Tsunami ‘warning’ was on Internet before it hit Lanka
By Chandani Kirinde
The Geological Survey and Mines Bureau (GSMB), the agency that receives crucial information of underwater earthquakes in the region was closed last Sunday.

The GSMB has had the benefit of receiving data from the United States Geological Survey (USGS) since 2001 but on that ill fated December 26, the data on the origin, depth and magnitude of an underwater earthquake off the coast of North Sumatra reached the Bureau three hours after the incident, before the tidal wave hit the island. By that time the tsunami that was triggered by the earthquake had already begun slamming into Sri Lanka's coastal belt.

Yet had the data arrived on time, the Bureau was still not geared to handle it. Such a report even if it came in early, it would not have given notice of a threat of incoming tsunamis, GSMB Director Sarath Weerawarnakula said.

The GSMB has had the benefit of receiving data from the United States Geological Survey (USGA) since the auxiliary seismic station was set up in Pallekele in Kandy in 1999 became operational in 2001. The data relayed by this station is transmitted to the GSMB in Dehiwela and then to the University of California earthquake monitoring station and once analysed it is relayed back to Sri Lanka through the USGS, Mr. Weerawarnakula said.

Sri Lanka has been a signatory to the Comprehensive Test Ban Treaty Organization (CTBTO) since 1996 and this has enabled the sharing of seismic data by Sri Lanka and is recipient of such data.

However even though data on the magnitude and origin of seismic activity in the region is received by the GSMB, information on tsunami threats are not relayed as Sri Lanka like some other countries in South Asia are not members of the International Tsunami Information Center (ITSC).

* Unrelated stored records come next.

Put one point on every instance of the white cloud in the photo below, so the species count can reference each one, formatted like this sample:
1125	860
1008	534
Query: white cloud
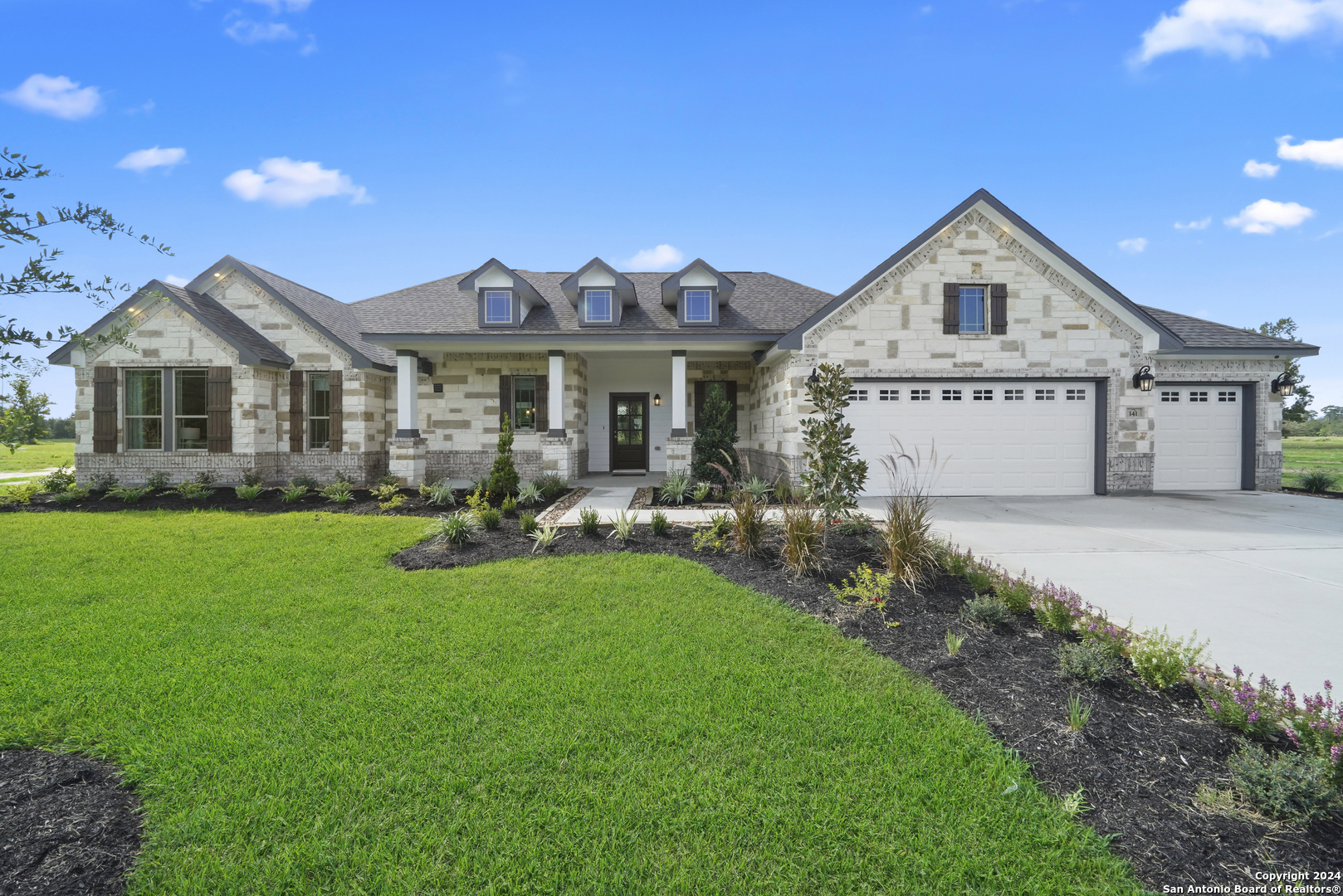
661	257
1321	152
246	32
1267	215
284	182
1260	168
58	97
143	160
1237	27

The GSMB has been alert about recent tremors in the country. On December 19, a tremor was experienced in some parts of the country. This measured less than 3.0 in magnitude but a report on it was submitted to the Ministry of Environment and Natural Resources, Mr. Weerawarnakula said.

On D-day, a tremor was felt in most parts of the country around 7.05 in the morning. The GSMB had acted swiftly to check if the relevant data had been relayed to California via e-mail to confirm if they received the data, he said.

However geologists at the GSMB had monitored the graph of the seismic activity but they had concluded that there was no cause of alarm, as the graph they read had not indicted any unusual seismic activity.

By the time analysis of the magnitude and origin reached the GSMB, the tsunamis had already struck Sri Lanka, the Director said. As data from three monitoring stations in the area is needed to analysis any seismic activity, the process can take between one to three hours. The ITIC Tsunami Bulletin Board posted on the International Coordination Group for the Tsunami Warning System in the Pacific web page about 15 minutes after the quake, at around 7.14 am local time, placed its magnitude at 8.0 and its evaluation was "This earthquake is located outside the pacific.

No destructive tsunami threat exists based on historical earthquake and tsunami data". It's next bulletin around 8.04 am local time said, "There is a possibility of a tsunami near the epicentre" and upgraded it's magnitude to 8.5. in it's next bulletin. It was several hours later that the magnitude of the earthquake was upgraded to 9.0. The first tsunami hit the Ampara district and within half an hour to 45 minutes affected the southern and western coastal areas of the country.

The bulletin that upgraded the magnitude of the earthquake to 9.0 came on Monday night around 9.30 p.m. By that time the tsunamis had taken its toll across Sri Lanka and several other Asian countries.